1992 Coca-Cola 600
- The 1992 Coca-Cola 600 program cover, with artwork by NASCAR artist Sam Bass.
- Date: May 24, 1992
- Official name: 33rd Annual Coca-Cola 600
- Location: Concord, North Carolina, Charlotte Motor Speedway
- Course: Permanent racing facility
- Course length: 1.5 miles (2.41 km)
- Distance: 400 laps, 600 mi (965.606 km)
- Average speed: 132.98 miles per hour (214.01 km/h)

Pole position
- Driver: Bill Elliott; / Junior Johnson & Associates
- Time: 30.773

Most laps led
- Driver: Kyle Petty / SABCO Racing
- Laps: 141

Winner
- No. 3: Dale Earnhardt / Richard Childress Racing

Television in the United States
- Network: TBS
- Announcers: Ken Squier, Neil Bonnett

Radio in the United States
- Radio: Performance Racing Network

= 1992 Coca-Cola 600 =

Tenth race of the 1992 NASCAR Winston Cup Series

The 1992 Coca-Cola 600 was the 10th stock car race of the 1992 NASCAR Winston Cup Series season and the 33rd iteration of the event.

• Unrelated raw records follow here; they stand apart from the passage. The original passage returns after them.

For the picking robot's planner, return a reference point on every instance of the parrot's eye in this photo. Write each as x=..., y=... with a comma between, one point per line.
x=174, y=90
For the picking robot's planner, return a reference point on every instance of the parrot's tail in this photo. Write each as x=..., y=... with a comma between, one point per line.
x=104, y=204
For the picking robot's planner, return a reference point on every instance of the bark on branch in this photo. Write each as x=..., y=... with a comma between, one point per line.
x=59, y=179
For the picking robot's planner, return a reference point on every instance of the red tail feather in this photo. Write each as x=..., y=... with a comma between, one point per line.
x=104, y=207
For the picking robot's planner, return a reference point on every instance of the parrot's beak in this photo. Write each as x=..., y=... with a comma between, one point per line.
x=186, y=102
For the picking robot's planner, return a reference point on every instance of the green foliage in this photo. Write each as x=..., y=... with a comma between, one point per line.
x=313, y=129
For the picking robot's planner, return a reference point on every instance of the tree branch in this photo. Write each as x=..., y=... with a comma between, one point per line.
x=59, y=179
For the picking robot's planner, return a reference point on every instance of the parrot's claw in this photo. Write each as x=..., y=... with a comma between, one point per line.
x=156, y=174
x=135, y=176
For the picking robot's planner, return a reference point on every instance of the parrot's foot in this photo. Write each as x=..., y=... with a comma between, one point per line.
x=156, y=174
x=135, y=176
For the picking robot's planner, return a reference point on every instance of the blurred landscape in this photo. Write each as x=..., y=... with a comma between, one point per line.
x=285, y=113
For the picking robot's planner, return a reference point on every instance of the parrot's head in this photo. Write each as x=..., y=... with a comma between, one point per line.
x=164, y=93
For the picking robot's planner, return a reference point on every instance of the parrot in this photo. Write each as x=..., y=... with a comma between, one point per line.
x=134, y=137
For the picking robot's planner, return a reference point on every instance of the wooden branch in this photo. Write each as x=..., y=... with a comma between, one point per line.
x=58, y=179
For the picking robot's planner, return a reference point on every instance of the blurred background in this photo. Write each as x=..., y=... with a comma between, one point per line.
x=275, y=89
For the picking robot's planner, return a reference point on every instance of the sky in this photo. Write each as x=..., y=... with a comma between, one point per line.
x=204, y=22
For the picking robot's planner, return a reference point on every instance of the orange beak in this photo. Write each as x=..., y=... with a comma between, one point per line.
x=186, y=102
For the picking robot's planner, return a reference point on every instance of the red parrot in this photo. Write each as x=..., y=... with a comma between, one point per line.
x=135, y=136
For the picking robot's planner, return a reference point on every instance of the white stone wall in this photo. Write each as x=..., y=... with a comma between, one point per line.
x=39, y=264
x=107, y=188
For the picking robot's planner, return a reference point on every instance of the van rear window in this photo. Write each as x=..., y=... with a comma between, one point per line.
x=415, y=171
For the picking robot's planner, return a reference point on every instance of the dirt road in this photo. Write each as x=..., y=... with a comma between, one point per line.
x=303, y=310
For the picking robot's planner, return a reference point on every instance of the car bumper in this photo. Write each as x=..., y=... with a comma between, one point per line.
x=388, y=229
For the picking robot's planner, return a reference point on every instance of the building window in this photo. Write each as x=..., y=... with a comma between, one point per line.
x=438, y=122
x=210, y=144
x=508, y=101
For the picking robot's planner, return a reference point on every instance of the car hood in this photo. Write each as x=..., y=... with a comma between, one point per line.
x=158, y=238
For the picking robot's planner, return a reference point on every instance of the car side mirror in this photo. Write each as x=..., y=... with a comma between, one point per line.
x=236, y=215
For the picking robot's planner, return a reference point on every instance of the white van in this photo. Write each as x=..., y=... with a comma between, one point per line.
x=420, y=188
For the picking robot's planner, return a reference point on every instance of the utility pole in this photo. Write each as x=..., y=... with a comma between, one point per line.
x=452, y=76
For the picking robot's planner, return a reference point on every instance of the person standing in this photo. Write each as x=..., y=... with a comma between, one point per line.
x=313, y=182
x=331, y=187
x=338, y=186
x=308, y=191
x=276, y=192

The race was held on Sunday, May 24, 1992, in Concord, North Carolina, at Charlotte Motor Speedway, a 1.5 miles (2.4 km) permanent quad-oval. The race took the scheduled 400 laps to complete. At race's end, Richard Childress Racing driver Dale Earnhardt would manage to make a late-race pass with 54 to go for the lead to take his 53rd career NASCAR Winston Cup Series victory and his only victory of the season. To fill out the top three, Morgan–McClure Motorsports driver Ernie Irvan and SABCO Racing driver Kyle Petty would finish second and third, respectively.

== Background ==

The layout of Charlotte Motor Speedway, the venue where the race was held.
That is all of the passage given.